How we change what others think, feel, believe and do
The Need for Affection
To be liked, viewed with warmth, and treated with care.
We seek affection particularly from our family and those who we want to be our friends. We also constantly monitor the affection we are receiving as a measure of the status of our relationships.
The opposite of affection is indifference, where a person is ignored or even avoided.
A mother shows great affection for her children, who consequently grow up feeling secure and able to love others.
A manager shows affection for his team, although he is also a hard taskmaster. Knowing that they are liked, the team work hard.
Affection is warmer than simple liking, although they are closely related. It includes a closeness and concern that builds strong bonds.

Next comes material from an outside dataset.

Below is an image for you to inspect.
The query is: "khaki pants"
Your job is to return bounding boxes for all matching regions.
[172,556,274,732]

Affection starts at a very early age with the infant and mother. It then spreads to family and friends and even further. A person with a sunny disposition has affection to share with everyone. A person who was neglected as an infant may find relating to others very difficult.

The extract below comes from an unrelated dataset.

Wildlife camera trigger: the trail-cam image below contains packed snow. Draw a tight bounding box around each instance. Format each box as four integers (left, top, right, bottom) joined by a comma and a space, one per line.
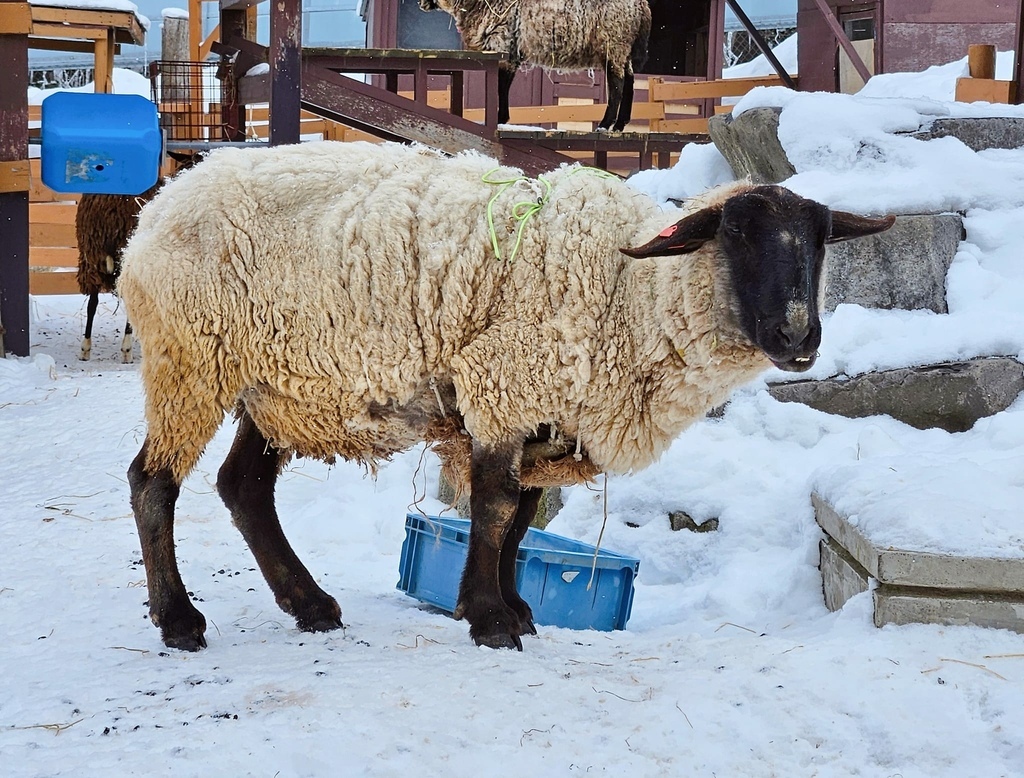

Affection is a component of love but is not the same thing. For example you can have affection for friends without loving them. Love is a complex emotion that can have strong components such as possession and desire. Affection can be viewed as a softer form of love where the other person is accepted and liked as they are without further complication.

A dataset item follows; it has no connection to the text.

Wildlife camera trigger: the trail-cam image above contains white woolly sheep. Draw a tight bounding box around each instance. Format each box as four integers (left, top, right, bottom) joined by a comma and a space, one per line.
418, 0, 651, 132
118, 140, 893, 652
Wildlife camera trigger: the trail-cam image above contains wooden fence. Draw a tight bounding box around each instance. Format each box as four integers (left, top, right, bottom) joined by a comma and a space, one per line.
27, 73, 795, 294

Care is a component of trust. We trust people who like us and care about us. Affection also implies trust and those who have been betrayed may give their affection less easily as well as treating displays of affection with caution and cynicism.
If people like you, then they are more likely to trust you and listen to your propositions. A simple way to get people to like you is to like them first.
Show affection. Be a 'people person'. Demonstrate that you care. Only then ask them to agree or buy from you.